The premerge fails on test_classmethod_genericalias
and test_placement_group_4.py
. I tried to reproduce locally with Python 3.8 and Python 3.10, but I can't.
-
Python 3.10
-
Python 3.8
Python 3.9.0 still can't reproduce the issue.
I installed the Python 3.9 artifact on the Buildkite CI, and then replaced the Ray Python scripts with my local ones. I still can't reproduce the CI error.
I used https://github.com/ray-project/ray/pull/43117/commits/5186b34951fb317beea59db55997e408d1184e76 to verify that the CI has actually entered the following if
statement as expected. The repro CI currently doesn't support pre-merge. I have already spent a lot of time trying to reproduce this strange issue. I will reach out to the CI team to discuss how to reproduce it.
if GenericAlias and any(
(
method is GenericAlias,
getattr(method, "__func__", None) is GenericAlias,
)
):
method = method.__init__
Is this basically a bug from inspect module?
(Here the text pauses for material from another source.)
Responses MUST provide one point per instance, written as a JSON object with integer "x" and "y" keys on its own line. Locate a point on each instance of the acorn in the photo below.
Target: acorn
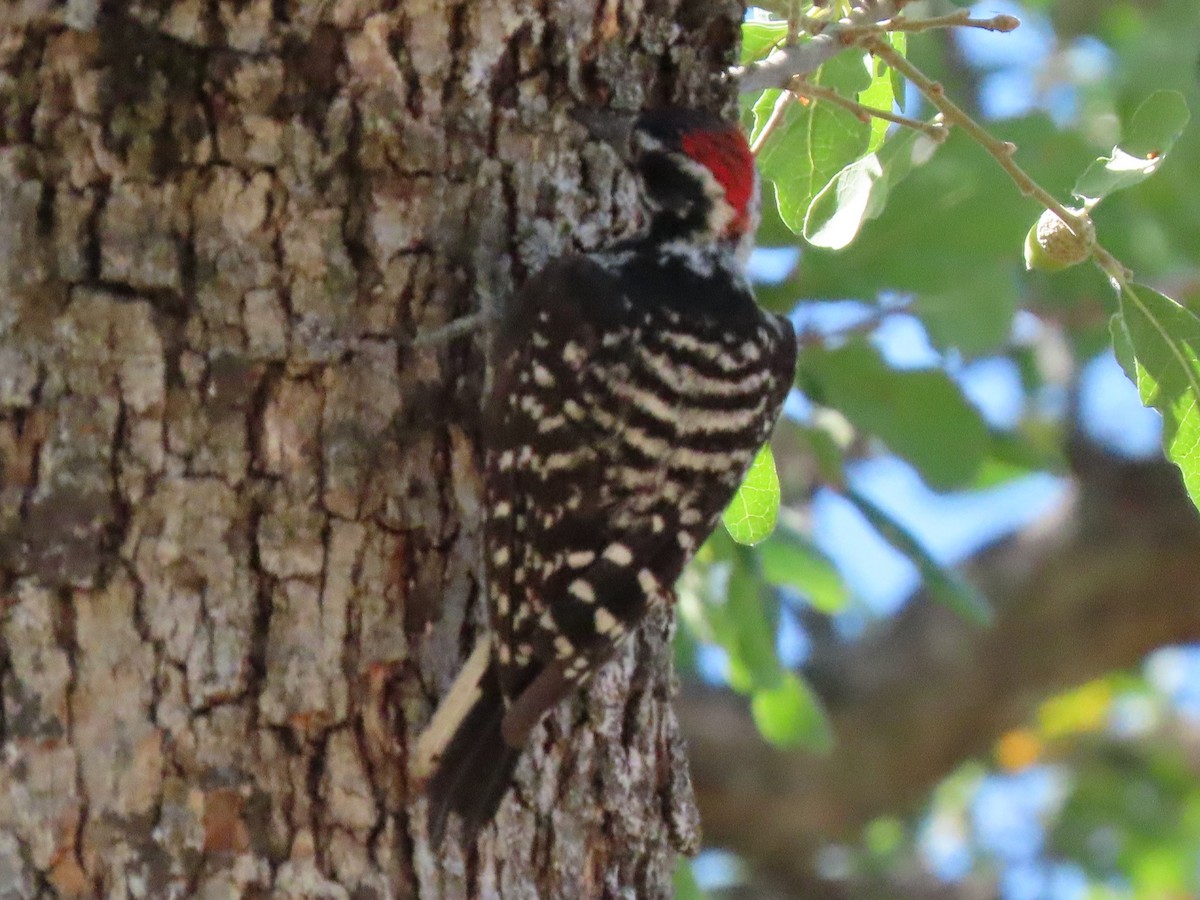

Yes. See https://github.com/ray-project/ray/pull/43117#issuecomment-1947459842 for more details.
Do you know what's the timeline for the fix in Python level? (or is it fixed in the latest versions)?
No, I don't think there is a timeline for that. It has lasted for more than 3 years.
Also this method = method.init is only applied to class_getitme right? Other methods are not affected
I believe so because I can still get 3 4 5 6 7 8 9
in the following example.
from torch.utils.data import IterableDataset
import ray
@ray.remote
class SyncDataCollector(IterableDataset):
def __iter__(self):
return iter(range(3, 10))
ray.init()
sdc = SyncDataCollector.remote()
obj_ref = sdc.__iter__.remote()
it = ray.get(obj_ref)
for i in it:
print(i)
# 3 4 5 6 7 8 9
Btw, I am very comfortable merging this PR. I feel a bit hacky that we are monkey patching the method. The CI failure also makes me feel like this is not a good direction.
Is this reasonable we just ask for the workaround (creating an instance inside an actor instead of directly adding .remote)? Wdyt @kevin85421 ? The issue was also originally p2
Is this reasonable we just ask for the workaround (creating an instance inside an actor instead of directly adding .remote)?
Do you mean something like below? If so, it makes sense to me.
@ray.remote
class SyncDataCollector:
def __init__(self):
self.xxxx = xxxxx # something inherited from IterableDataset.
def __iter__(self):
# call self.xxxx
yes. I prefer to ask users to workaround than adding dogpatches unless the issue is widely exists (and critical). We've actually suffered from some dogpatches we made in the past multiple times and had to revert at the end. And the fact that Python doesn't try fix this issue also makes me a little concern (there could be a reason why it is not fixed in their layer like there's an anti pattern) though for this part, we can do a bit more sesearch.